A few days ago I wrote about some advice for Data Analysts given by Brent Dykes, writing in Forbes.com, who tells us Why Companies Must Close The Data Literacy Divide. Amongst other things he advises us all to be both sceptical and curious about any data that we analyse. Critical thinking is a very important skill for students to develop, so I often tells my class to challenge any number that they see. My most basic example is "8 out of 10 cats" prefer Whiskas (according to their owners). How did they test this? Did they set up an experiment with 10 cats or more? What was the sample size? Was there a control group? Did the owners conduct a test? Such a claim would not pass a scientific test today!
Brent Dykes offers up some questions that you can ask to challenge the source and value of data. As he states: "it is important to be able to step back and weigh other less obvious factors that may be influencing the results and its interpretation". Here are his questions, and I recommend them to students analysing any data set:
- Collection method: Could the method or way in which the data was collected influence the results?
- Credibility: How credible or reliable is the source of the data?
- Bias: Is there potential bias from either the data producer or you as the consumer?
- Truthful: Is the data being manipulated in a way—intentionally or inadvertently—that misrepresents its true meaning?
- Assumptions: Are there any implied assumptions that could be affecting how the numbers are interpreted?
- Context: Is there additional context or background information that is missing and needed to properly understand the data?
- Comparisons: If supplemental data is included for comparison purposes (e.g., period-over-period data), does it offer a fair and relevant comparison? Alternatively, is an obvious comparison missing?

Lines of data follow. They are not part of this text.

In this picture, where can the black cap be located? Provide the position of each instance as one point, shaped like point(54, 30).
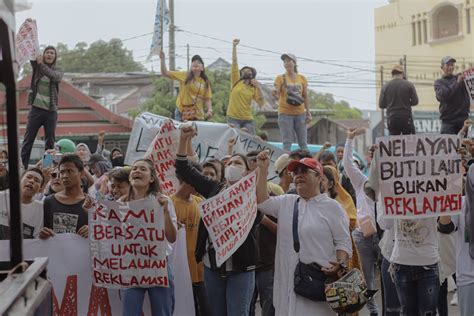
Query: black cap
point(198, 58)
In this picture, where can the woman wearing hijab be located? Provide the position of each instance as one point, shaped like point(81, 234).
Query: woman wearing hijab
point(43, 99)
point(332, 185)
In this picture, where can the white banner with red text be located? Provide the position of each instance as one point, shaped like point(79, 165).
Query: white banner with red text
point(69, 270)
point(229, 216)
point(420, 176)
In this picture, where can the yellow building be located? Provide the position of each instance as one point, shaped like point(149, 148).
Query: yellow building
point(424, 31)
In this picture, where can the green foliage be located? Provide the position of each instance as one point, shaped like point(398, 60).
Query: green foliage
point(164, 103)
point(99, 56)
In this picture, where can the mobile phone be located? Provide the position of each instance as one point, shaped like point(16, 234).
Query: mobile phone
point(47, 160)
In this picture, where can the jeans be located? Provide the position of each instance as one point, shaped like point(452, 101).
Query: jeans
point(264, 280)
point(291, 125)
point(401, 125)
point(38, 117)
point(369, 252)
point(465, 295)
point(249, 125)
point(417, 288)
point(161, 299)
point(230, 295)
point(451, 127)
point(443, 299)
point(201, 302)
point(390, 296)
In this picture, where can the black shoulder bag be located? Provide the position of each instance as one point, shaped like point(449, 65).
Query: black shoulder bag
point(309, 279)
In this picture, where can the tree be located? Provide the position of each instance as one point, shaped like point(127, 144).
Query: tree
point(100, 56)
point(164, 103)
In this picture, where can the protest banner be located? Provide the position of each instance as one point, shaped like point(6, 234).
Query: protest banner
point(469, 81)
point(162, 152)
point(211, 141)
point(128, 244)
point(419, 176)
point(69, 272)
point(27, 45)
point(229, 216)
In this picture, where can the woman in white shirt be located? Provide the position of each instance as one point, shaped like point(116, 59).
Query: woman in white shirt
point(323, 230)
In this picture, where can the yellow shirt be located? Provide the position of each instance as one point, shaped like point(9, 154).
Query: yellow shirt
point(193, 92)
point(241, 96)
point(299, 84)
point(187, 213)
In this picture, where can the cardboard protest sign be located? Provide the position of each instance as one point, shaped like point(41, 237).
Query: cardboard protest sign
point(469, 81)
point(27, 45)
point(162, 152)
point(211, 141)
point(69, 271)
point(419, 176)
point(128, 244)
point(229, 216)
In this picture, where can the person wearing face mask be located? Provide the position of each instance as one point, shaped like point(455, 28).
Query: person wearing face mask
point(194, 90)
point(230, 287)
point(43, 99)
point(453, 98)
point(244, 89)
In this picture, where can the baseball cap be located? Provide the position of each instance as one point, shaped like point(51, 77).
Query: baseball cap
point(95, 158)
point(282, 162)
point(447, 59)
point(311, 163)
point(288, 55)
point(397, 68)
point(198, 58)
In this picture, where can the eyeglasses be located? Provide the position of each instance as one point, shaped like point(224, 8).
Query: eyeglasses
point(303, 171)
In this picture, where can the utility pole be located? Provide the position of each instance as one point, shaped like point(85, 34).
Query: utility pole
point(172, 50)
point(405, 65)
point(382, 110)
point(187, 55)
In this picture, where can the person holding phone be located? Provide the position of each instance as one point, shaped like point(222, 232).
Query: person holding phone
point(291, 90)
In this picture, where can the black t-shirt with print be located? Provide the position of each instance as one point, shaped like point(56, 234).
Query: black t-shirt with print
point(63, 218)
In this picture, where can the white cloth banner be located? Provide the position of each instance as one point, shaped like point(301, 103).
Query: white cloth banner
point(128, 244)
point(211, 141)
point(162, 152)
point(70, 274)
point(229, 216)
point(469, 81)
point(27, 45)
point(161, 11)
point(419, 176)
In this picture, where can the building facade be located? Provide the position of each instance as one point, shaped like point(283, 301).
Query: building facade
point(419, 33)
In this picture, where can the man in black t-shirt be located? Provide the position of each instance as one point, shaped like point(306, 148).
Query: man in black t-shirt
point(63, 212)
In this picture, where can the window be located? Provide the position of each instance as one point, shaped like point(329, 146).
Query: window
point(445, 22)
point(425, 31)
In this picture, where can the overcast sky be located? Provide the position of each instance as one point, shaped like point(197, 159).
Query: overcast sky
point(336, 36)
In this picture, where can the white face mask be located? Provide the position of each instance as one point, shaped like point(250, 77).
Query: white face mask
point(233, 173)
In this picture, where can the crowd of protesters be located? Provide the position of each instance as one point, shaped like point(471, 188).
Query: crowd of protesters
point(322, 211)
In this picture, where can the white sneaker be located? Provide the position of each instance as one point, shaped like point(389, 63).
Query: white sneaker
point(454, 301)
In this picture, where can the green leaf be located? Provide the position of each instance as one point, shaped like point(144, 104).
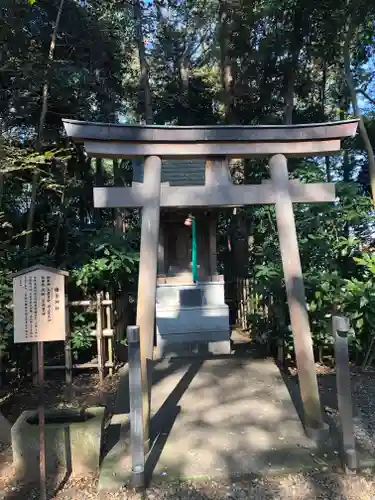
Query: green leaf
point(363, 302)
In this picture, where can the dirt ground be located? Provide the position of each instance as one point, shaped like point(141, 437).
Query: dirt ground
point(86, 391)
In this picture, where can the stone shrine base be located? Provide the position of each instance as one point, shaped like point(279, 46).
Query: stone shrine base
point(217, 418)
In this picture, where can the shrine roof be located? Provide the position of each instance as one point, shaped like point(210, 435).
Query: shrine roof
point(80, 131)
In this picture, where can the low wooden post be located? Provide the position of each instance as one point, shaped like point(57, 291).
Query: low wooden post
point(136, 413)
point(296, 295)
point(340, 326)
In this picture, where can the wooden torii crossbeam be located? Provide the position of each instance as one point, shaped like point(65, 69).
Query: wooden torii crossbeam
point(216, 144)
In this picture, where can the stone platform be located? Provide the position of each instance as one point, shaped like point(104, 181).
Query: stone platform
point(217, 417)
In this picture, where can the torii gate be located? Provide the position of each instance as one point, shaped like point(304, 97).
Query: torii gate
point(216, 144)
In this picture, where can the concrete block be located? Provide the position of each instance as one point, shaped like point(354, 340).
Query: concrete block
point(73, 441)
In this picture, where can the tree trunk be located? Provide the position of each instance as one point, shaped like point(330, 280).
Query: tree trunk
point(357, 113)
point(43, 114)
point(5, 427)
point(98, 182)
point(117, 211)
point(144, 79)
point(61, 216)
point(289, 94)
point(184, 84)
point(225, 62)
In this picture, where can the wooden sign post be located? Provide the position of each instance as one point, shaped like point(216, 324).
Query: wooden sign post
point(39, 316)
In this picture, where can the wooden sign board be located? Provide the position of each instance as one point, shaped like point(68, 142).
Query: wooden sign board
point(39, 305)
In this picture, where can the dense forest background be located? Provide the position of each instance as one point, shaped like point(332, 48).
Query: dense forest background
point(187, 62)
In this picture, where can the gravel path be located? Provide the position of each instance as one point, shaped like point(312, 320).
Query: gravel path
point(297, 486)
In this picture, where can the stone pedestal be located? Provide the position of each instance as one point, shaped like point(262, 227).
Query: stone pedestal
point(73, 441)
point(192, 319)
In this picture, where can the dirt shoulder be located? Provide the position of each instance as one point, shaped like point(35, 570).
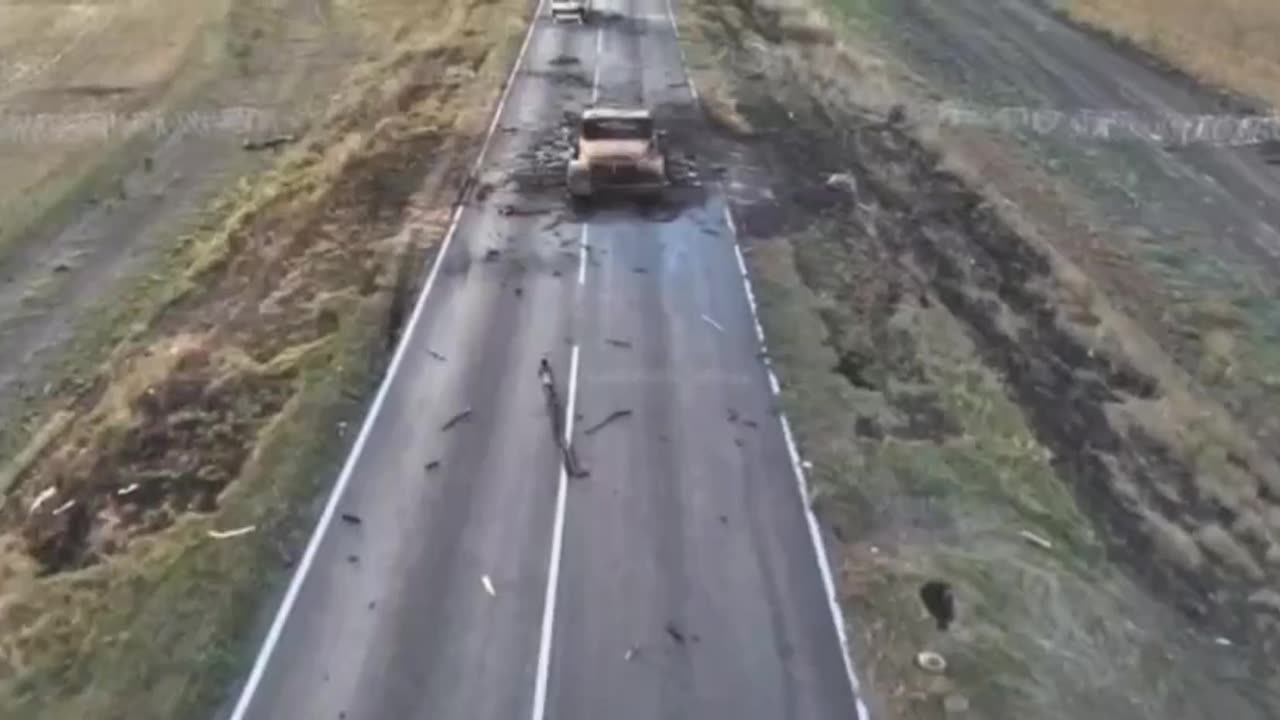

- Causation: Are you potentially confusing correlation with causation, which represents a direct pattern of cause and effect?
- Significance: If the data is statistically significant, is it also practically significant?
- Outliers: Is an outlier important or is it unnecessarily skewing the overall results?
- Quality: Are you able to distinguish between data that is unusable or that which is still directionally helpful?
Source: Dykes (2017)